Machine in the Netherlands Collects Plastic Waste, Turns it into Floating Parks

The effort aims to prevent plastic waste from going into the North Sea

Plastic Trash
Richard T. Nowitz/Corbis

Thousands of years ago, trash was used to insulate homes in neolithic Orkney. In the 1830s, in New York City, Thirteenth Avenue was built atop landfill. In 2005, Singapore opened up an island landfill for nature walks. Trash, in other words, can do more than just stink—it can provide infrastructure that actually benefits cities.

Now, in the Netherlands, FastCoExist reports, one current project aims to trap floating plastic waste before it reaches the North Sea and turn into floating plastic parks. 

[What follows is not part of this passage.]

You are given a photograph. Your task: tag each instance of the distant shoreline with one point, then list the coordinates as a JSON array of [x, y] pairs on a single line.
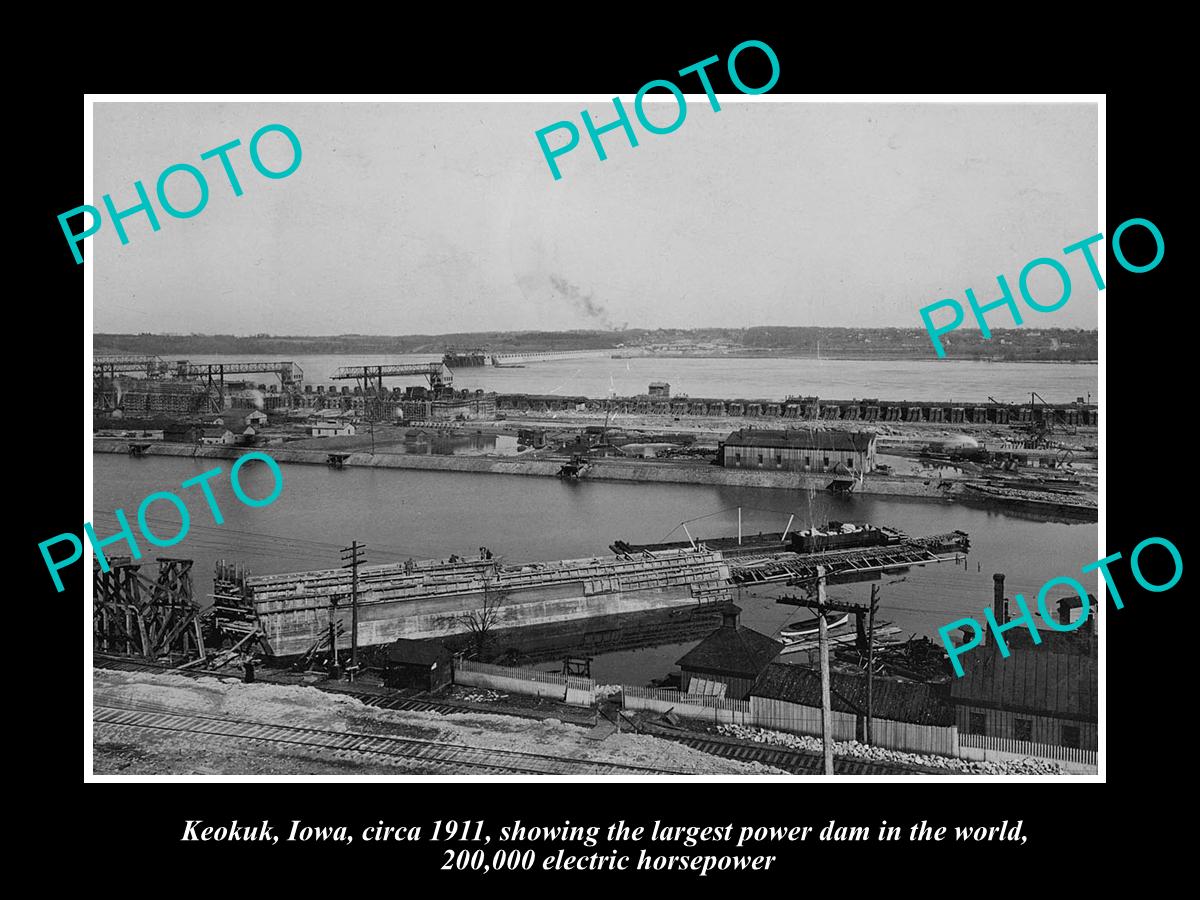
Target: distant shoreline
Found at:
[[623, 355]]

Plastic flotsam would become huge floating hexagonal building blocks, which would be used to construct the parks. The parks themselves would be planted with grasses and trees and would provide an environment for water-based plants, fish and mussels below. Some of the blocks might even be used to line Rotterdam’s more industrial waterfront. 

"Industrialization has damaged the ecosystem in and around the water," project leader Ramon Knoster told Co.Exist, "With the floating parks we will reintroduce a surface for nature."

Baltimore is using a similar system to keep floating trash out of the inner harbor. It hopes to have the harbor clean enough for swimming by 2020, but doesn’t have any plans to build floating islands…yet. 

The project in the Netherlands is expected to start collecting plastic in September and build prototype islands next year.